CTEIG is designed to provide K-12 students with “…the knowledge and skills necessary to transition to employment and postsecondary education.” The CTEIG RFA is due on Thursday, September 17, 2020. For more information on the application process, visit the CDE’s CTEIG RFA webpage.
SSP provides start-up funding to establish “…new specialized programs in grades nine through twelve in California high schools.” The SSP RFA is due on Friday, October 30, 2020. For more information on the application process, visit the CDE’s SSP RFA webpage.
California Legislature Adjourns
Early Tuesday morning, the California Legislature adjourned the 2019-20 Legislative Session with many bills stalling. Below are two examples of key education bills that passed the Legislature during the final days of Session.
Unspent Supplemental and Concentration Dollars
AB 1835, authored by Assemblymember Shirley Weber (D – San Diego), restricts unspent supplemental and concentration grant dollars and makes it clear that these dollars are required to be spent to increase and improve services for the “unduplicated pupils” (low-income, English learners, or foster youth) regardless of what year in which the dollars are spent.
AB 331, authored by Assembly Member Jose Medina (D – Riverside), adds the completion of a semester-long course in ethnic studies to the list of state high school graduation requirements. Amendments to this bill, which address several concerns that were raised when the bill came up last year, include delaying implementation until the 2025-26 school year, putting safeguards in place to ensure the appropriateness of the curriculum, increasing local flexibilities, and making implementation dependent upon an appropriation in the State Budget.
Governor Newsom has until midnight on September 30th to act on these legislative measures.
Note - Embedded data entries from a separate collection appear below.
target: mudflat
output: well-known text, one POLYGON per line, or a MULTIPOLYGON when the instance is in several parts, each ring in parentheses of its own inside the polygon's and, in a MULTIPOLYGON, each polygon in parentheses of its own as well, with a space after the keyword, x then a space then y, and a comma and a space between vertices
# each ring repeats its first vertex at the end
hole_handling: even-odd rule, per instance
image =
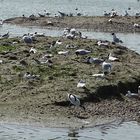
POLYGON ((125 95, 127 90, 137 92, 140 85, 140 55, 124 46, 111 42, 108 46, 98 46, 94 39, 45 36, 36 37, 28 45, 18 37, 0 39, 0 57, 2 121, 69 127, 112 118, 139 120, 139 98, 125 95), (62 44, 54 44, 58 40, 62 44), (75 47, 66 48, 67 45, 75 47), (37 52, 31 53, 31 47, 37 52), (91 53, 77 56, 77 49, 91 53), (67 55, 58 54, 66 50, 67 55), (104 78, 93 77, 93 74, 102 73, 101 65, 88 64, 85 60, 89 56, 107 60, 109 53, 118 58, 118 61, 110 62, 111 72, 104 78), (51 66, 35 61, 44 55, 50 57, 51 66), (38 75, 38 78, 27 78, 26 72, 38 75), (80 79, 86 81, 85 88, 77 88, 80 79), (86 110, 71 106, 68 93, 77 95, 86 110))
POLYGON ((140 32, 140 17, 116 16, 74 16, 74 17, 15 17, 5 23, 24 26, 45 26, 48 28, 79 28, 100 32, 140 32))

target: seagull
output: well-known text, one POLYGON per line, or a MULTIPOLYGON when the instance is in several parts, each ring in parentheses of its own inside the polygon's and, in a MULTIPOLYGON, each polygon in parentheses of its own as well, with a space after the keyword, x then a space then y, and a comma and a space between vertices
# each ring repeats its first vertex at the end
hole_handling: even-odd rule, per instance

The Legislature will readjourn the first week of December to gavel in the 2021-2022 legislative session.
Governor Signs Flavored Tobacco Ban
While the two bills noted above are awaiting the Governor’s action, he has already signed SB 793, the Stop Tobacco Access to Kids Enforcement (STAKE) Act. This bill prohibits selling or otherwise furnishing tobacco products, as defined, to a person under 21 years of age. Current law also prohibits the use of tobacco products in county offices of education, on charter school or school district property, or near a playground or youth sports event, as specified. This bill will also prohibit a tobacco retailer, or any of the tobacco retailer’s agents or employees, from selling, offering for sale, or possessing with the intent to sell or offer for sale, a flavored tobacco product or a tobacco product flavor enhancer.